Kharrazi did not say when the Iran-U.S. talks took place or when they stopped. He said Iran was willing to help improve the security situation in Iraq, but gave no indication it was trying to resume talks.

Iran "is making its utmost efforts to help resolve the situation in Iraq as soon as possible so that the power is given back to the Iraqi people," he said. "The solution is for occupiers to leave Iraq."

The official Islamic Republic News Agency (search) reported Wednesday that a top Iranian Foreign Ministry official, Hossein Sadeghi (search), was being dispatched to Iraq for consultations with members of Iraq's U.S.-appointed Governing Council and with Iraqi clerics.

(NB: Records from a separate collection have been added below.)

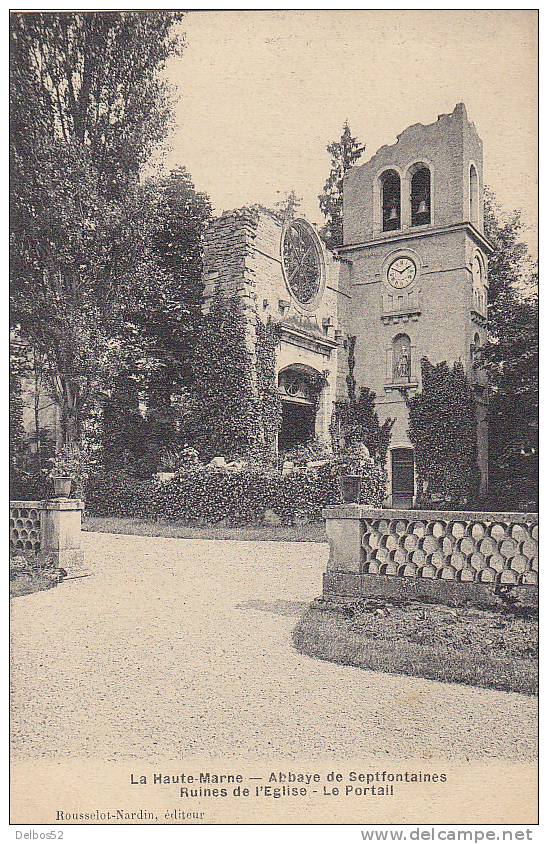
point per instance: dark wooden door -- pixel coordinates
(403, 478)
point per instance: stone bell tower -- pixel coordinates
(414, 262)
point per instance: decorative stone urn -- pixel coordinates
(351, 486)
(61, 486)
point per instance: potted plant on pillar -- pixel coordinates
(67, 469)
(353, 463)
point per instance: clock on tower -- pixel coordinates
(416, 271)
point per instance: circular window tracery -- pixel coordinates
(301, 261)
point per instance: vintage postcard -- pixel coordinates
(274, 417)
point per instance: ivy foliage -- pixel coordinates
(355, 420)
(234, 410)
(442, 429)
(358, 422)
(202, 494)
(270, 404)
(510, 358)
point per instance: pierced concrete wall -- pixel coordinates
(485, 550)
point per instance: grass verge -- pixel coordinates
(313, 532)
(27, 584)
(485, 648)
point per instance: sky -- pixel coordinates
(261, 94)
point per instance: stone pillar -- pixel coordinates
(61, 534)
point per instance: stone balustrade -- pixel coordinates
(478, 550)
(49, 531)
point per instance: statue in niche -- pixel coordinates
(402, 365)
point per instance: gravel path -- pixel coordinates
(183, 647)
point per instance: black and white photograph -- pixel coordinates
(273, 406)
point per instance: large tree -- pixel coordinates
(88, 106)
(510, 357)
(344, 153)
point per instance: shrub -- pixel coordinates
(202, 494)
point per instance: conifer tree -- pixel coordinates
(344, 153)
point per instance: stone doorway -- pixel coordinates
(403, 478)
(298, 409)
(298, 425)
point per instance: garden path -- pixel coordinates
(183, 647)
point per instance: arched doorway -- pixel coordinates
(298, 391)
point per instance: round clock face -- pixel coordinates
(301, 261)
(401, 272)
(477, 270)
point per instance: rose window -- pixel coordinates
(301, 261)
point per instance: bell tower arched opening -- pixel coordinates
(391, 201)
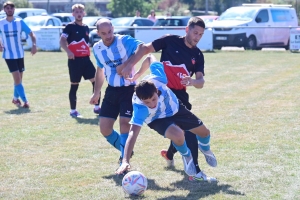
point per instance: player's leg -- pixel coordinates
(75, 77)
(168, 129)
(16, 67)
(108, 116)
(126, 109)
(89, 73)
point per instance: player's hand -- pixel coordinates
(70, 55)
(94, 99)
(186, 80)
(33, 49)
(119, 69)
(125, 166)
(126, 71)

Kharrazi advised the United States to consult with Iraqi clerics and Iraq's neighbors. Relying on force, he said, "is a big mistake with severe consequences. They have to employ wisdom .... They [Americans] don't know the psychology of the Iraqi people. They should avoid making more mistakes."

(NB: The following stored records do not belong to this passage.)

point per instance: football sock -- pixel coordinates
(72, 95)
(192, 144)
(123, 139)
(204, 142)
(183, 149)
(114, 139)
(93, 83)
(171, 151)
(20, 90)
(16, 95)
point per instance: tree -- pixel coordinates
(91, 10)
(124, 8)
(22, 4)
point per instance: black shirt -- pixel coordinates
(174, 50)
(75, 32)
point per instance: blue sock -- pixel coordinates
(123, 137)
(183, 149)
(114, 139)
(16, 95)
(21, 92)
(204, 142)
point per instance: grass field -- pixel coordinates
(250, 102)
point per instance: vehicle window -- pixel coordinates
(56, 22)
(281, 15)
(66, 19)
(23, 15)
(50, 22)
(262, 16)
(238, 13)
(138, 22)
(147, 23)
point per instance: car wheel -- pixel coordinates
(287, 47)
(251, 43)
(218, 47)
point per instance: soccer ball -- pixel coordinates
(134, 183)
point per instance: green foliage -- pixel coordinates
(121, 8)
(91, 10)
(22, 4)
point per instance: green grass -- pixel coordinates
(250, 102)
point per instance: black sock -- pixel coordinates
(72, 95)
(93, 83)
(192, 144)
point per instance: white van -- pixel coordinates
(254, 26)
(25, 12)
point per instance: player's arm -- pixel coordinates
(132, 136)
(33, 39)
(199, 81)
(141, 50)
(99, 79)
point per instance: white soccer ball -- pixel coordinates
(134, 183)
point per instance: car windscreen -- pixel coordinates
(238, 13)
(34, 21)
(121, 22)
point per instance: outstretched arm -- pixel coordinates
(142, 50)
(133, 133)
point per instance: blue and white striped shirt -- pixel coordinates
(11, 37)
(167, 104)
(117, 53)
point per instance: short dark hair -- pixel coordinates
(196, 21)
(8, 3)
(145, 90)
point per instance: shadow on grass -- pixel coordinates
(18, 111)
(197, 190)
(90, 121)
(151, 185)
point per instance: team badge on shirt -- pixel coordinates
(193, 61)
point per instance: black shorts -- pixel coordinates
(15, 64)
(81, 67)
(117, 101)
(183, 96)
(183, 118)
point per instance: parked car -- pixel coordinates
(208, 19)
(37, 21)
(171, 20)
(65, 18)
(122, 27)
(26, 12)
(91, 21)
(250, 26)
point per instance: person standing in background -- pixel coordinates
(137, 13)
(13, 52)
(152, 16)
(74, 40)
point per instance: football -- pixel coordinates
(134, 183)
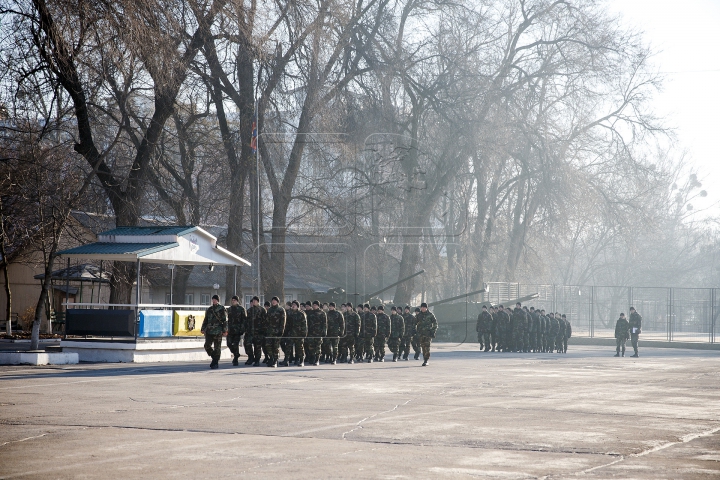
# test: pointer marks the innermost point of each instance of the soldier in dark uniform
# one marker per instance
(384, 331)
(427, 326)
(214, 327)
(352, 330)
(369, 331)
(409, 322)
(635, 329)
(336, 330)
(622, 333)
(484, 324)
(275, 321)
(296, 331)
(397, 331)
(236, 327)
(317, 329)
(253, 339)
(416, 336)
(568, 332)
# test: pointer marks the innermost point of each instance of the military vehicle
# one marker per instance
(460, 318)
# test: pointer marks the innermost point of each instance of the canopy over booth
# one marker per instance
(172, 245)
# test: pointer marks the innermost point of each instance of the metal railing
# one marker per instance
(669, 313)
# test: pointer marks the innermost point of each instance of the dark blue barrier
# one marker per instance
(101, 323)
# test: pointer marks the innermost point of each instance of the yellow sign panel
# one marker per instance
(187, 323)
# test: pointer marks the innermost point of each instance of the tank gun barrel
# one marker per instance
(446, 300)
(394, 284)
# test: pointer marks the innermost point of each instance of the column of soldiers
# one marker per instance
(315, 333)
(522, 330)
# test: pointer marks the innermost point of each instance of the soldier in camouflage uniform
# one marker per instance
(568, 332)
(352, 330)
(622, 333)
(384, 331)
(397, 331)
(369, 330)
(427, 326)
(409, 322)
(635, 329)
(416, 336)
(236, 327)
(336, 330)
(275, 327)
(317, 329)
(214, 327)
(483, 327)
(296, 331)
(253, 339)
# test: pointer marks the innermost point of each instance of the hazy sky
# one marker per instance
(686, 36)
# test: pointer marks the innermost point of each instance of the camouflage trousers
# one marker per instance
(213, 345)
(332, 346)
(347, 346)
(313, 346)
(394, 345)
(368, 343)
(233, 343)
(486, 340)
(405, 346)
(416, 343)
(425, 342)
(380, 342)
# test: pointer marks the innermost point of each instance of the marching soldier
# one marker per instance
(254, 336)
(275, 327)
(426, 326)
(296, 331)
(397, 331)
(635, 329)
(352, 330)
(369, 331)
(336, 329)
(383, 333)
(317, 329)
(409, 321)
(236, 327)
(214, 327)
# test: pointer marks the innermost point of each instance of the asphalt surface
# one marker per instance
(468, 414)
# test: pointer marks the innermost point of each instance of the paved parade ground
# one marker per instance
(585, 414)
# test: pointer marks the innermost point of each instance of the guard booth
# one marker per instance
(143, 332)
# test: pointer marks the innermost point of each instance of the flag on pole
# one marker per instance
(253, 140)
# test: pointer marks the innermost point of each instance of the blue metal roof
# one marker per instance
(100, 248)
(173, 230)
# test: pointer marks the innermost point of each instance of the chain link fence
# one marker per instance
(669, 314)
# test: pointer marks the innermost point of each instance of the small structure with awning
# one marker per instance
(171, 245)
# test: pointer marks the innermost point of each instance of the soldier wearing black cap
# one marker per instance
(254, 332)
(214, 327)
(427, 326)
(336, 329)
(317, 329)
(368, 332)
(383, 333)
(236, 327)
(397, 331)
(275, 322)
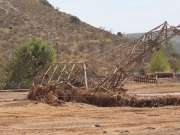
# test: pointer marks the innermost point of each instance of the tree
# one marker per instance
(28, 59)
(159, 62)
(3, 76)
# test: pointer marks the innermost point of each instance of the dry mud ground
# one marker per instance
(24, 117)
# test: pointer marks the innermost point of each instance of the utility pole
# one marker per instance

The U.S. military has been fighting on several fronts across Iraq this month — against followers of an anti-U.S. Shiite Muslim cleric, Muqtada al-Sadr (search), in the south; against Sunni Muslim insurgents in the central city of Fallujah; as well as in Baghdad and elsewhere.

In his remarks Wednesday, Iran's foreign minister rejected U.S. accusations of Shiite Iran's involvement in the upsurge in violence in Iraq, where the Shiite majority has shown increasing impatience with the U.S. occupation.

Kharrazi made no comment on the tense situation in southern Iraq, where al-Sadr was holed up in his office in the holy city of Najaf.